Libby drew in a breath, straightened her shoulders. “Teacher,” she decided.
“Yeah? What grade?”
“Kindergarten.”
“Sounds like a headache.”
“No, it’s fun. She loves—No, wait.” Cursing under her breath, she corrected herself with as much conviction in her tone as she could muster, “ I love it.”
“Perfect,” Jude said. “And what about James?”
“He’s….” She thought about it, then smiled evilly up at him. “An accountant.”
“Now that’s just cruel. And c’mon, who would believe I spend my days crunching numbers?” With a hand on her lower back, he guided her out of the dressing room. He waved at the cashier as they exited the store. “What about a shark wrangler?”
Okay. Time to get into character for real. Forcing herself not to study every face in the crowd, she slid and arm around his waist. “My dear husband, the only shark you can wrangle is the plastic one in our pool.”
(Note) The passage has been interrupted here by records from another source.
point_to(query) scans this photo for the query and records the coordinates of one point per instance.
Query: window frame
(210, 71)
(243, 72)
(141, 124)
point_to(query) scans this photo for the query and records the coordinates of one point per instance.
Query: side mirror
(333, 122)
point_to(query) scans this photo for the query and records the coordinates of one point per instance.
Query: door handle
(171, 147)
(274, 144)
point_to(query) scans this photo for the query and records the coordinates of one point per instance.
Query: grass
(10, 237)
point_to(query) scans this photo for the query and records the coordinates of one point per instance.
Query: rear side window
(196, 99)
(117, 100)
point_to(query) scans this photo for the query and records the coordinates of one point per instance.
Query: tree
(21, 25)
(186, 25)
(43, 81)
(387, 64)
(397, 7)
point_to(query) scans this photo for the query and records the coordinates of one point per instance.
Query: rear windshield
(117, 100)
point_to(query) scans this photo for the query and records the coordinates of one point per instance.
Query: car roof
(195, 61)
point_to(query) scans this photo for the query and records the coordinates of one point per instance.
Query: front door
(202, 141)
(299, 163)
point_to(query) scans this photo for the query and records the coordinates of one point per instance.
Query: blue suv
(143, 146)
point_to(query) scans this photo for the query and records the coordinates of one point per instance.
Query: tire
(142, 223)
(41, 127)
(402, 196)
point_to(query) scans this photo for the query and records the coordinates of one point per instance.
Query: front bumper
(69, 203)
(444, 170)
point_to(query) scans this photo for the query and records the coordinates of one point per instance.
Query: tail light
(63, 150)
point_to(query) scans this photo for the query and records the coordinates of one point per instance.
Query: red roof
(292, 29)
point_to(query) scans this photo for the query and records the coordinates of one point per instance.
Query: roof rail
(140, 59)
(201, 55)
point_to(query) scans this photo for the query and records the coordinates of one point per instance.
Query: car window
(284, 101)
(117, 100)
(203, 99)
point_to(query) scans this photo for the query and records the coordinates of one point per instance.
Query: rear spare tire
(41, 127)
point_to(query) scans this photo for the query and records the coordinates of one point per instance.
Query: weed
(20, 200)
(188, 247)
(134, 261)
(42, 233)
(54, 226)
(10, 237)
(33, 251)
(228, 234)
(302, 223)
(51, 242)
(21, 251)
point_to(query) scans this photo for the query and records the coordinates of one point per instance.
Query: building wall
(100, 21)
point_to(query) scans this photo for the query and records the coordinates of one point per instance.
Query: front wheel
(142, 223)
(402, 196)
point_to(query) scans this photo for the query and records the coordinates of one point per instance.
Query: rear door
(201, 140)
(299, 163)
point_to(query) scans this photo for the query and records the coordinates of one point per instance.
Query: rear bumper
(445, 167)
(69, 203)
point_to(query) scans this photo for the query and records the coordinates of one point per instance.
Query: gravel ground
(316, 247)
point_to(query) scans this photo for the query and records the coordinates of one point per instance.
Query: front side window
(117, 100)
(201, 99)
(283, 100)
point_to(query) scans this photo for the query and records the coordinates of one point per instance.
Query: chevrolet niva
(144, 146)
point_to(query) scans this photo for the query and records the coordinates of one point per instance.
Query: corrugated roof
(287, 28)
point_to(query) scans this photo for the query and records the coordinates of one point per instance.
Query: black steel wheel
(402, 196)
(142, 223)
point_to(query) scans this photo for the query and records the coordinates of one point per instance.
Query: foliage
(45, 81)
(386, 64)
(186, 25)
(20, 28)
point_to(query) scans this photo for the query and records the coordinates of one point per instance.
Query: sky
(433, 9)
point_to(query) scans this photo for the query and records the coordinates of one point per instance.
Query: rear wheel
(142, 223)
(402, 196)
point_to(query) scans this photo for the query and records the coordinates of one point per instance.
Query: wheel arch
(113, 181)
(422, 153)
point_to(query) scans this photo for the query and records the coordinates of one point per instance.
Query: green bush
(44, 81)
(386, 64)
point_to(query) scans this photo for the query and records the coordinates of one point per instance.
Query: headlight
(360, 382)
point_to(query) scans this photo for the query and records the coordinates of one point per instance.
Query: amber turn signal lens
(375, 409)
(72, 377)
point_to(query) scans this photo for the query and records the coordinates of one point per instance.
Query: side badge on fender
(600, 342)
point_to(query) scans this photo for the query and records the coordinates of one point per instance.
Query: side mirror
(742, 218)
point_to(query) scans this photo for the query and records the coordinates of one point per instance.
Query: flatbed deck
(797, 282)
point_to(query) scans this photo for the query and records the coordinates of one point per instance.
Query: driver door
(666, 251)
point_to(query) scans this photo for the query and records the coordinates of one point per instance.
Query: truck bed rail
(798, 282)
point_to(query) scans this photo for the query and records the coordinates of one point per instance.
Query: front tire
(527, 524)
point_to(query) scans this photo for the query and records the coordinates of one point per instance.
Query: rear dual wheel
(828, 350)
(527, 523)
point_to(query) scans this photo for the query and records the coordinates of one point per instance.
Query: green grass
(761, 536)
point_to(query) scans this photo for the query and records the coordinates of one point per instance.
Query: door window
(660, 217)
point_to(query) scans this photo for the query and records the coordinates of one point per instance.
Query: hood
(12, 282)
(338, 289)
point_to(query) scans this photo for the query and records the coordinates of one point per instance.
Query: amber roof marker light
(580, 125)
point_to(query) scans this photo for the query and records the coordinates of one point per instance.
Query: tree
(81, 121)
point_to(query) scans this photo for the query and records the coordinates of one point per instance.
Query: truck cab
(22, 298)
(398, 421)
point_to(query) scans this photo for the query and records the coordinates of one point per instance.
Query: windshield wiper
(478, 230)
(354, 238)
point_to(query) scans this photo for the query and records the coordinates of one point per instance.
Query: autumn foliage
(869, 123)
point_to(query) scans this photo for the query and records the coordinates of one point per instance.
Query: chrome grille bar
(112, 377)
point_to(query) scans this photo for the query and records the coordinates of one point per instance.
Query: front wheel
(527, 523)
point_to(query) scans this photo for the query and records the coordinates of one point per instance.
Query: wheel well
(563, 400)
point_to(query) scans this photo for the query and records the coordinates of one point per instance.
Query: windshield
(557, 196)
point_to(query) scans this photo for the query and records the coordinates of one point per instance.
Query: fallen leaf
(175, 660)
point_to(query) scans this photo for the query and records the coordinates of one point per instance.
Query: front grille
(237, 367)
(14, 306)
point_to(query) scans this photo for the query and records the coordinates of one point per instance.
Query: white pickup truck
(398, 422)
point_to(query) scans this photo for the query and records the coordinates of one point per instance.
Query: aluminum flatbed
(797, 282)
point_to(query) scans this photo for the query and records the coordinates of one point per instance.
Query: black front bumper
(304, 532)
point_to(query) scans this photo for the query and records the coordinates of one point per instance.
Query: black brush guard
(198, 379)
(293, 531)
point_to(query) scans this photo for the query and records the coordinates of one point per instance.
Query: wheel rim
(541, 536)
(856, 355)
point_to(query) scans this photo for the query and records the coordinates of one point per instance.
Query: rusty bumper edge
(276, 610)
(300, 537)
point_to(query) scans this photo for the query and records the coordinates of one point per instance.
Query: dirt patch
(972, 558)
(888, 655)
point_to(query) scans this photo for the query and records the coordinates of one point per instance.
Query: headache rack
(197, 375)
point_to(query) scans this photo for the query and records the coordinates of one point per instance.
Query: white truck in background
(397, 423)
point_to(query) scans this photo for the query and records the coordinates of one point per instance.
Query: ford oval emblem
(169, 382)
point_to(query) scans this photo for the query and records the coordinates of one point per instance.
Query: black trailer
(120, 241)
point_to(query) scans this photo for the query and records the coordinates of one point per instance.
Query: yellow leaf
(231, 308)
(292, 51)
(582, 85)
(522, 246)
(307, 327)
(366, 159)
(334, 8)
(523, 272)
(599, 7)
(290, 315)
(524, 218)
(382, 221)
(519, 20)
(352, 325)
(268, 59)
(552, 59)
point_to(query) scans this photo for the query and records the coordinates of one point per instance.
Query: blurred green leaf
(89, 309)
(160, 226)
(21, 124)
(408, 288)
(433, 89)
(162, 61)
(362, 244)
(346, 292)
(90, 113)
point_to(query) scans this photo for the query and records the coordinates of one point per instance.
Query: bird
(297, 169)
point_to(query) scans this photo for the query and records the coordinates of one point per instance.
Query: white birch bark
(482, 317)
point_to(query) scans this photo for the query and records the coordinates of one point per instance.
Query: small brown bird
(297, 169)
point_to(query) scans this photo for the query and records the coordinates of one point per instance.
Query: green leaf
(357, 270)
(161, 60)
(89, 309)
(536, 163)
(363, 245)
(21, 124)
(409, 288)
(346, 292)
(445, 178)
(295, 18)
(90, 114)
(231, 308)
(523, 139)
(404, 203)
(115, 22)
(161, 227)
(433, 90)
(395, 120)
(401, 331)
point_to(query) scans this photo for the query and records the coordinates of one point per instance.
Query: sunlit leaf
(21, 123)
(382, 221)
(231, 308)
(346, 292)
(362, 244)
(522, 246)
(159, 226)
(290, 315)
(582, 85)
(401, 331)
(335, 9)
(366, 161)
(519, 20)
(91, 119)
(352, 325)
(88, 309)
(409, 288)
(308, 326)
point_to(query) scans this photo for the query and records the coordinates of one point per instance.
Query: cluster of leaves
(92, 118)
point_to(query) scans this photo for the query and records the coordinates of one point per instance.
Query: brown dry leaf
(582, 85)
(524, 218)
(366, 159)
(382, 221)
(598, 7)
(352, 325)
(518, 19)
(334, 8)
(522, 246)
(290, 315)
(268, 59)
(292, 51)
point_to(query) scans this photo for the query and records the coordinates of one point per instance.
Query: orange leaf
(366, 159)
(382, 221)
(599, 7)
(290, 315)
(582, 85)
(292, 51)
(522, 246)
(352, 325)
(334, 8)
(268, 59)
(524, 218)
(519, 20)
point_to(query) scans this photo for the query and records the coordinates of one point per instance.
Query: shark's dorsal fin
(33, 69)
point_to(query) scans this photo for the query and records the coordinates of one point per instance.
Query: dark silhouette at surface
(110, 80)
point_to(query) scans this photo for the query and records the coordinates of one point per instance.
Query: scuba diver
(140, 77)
“Hey.” He stopped, whirled her around, and fitted her against his body. “I wrangled you, didn’t I?” As his lips dipped down to brush hers, he added in a whisper, “You’re talking way too loud and sound like you’re reciting a script. Just relax, babe. Pretend we don’t have anyone after us, and I’m someone you actually love.”
Her stomach sank into her toes. Someone she loved. Oh, yeah, like that was going to be hard, considering the only man she’d ever loved besides her father stood in front of her with his arms tightly around her and concern in his pale blue eyes.
“Okay.” She swallowed down the lump rising in her throat and offered a weak smile. “I can do that. I’ll just picture Robert Downey Jr.”
And like that the worry vanished and his eyes narrowed as a scowl creased his forehead. “You love Robert Downey Jr.?”
“Who doesn’t?”
Grumbling under his breath, Jude clasped her hand and guided her into the nighttime party crowd on Duval Street.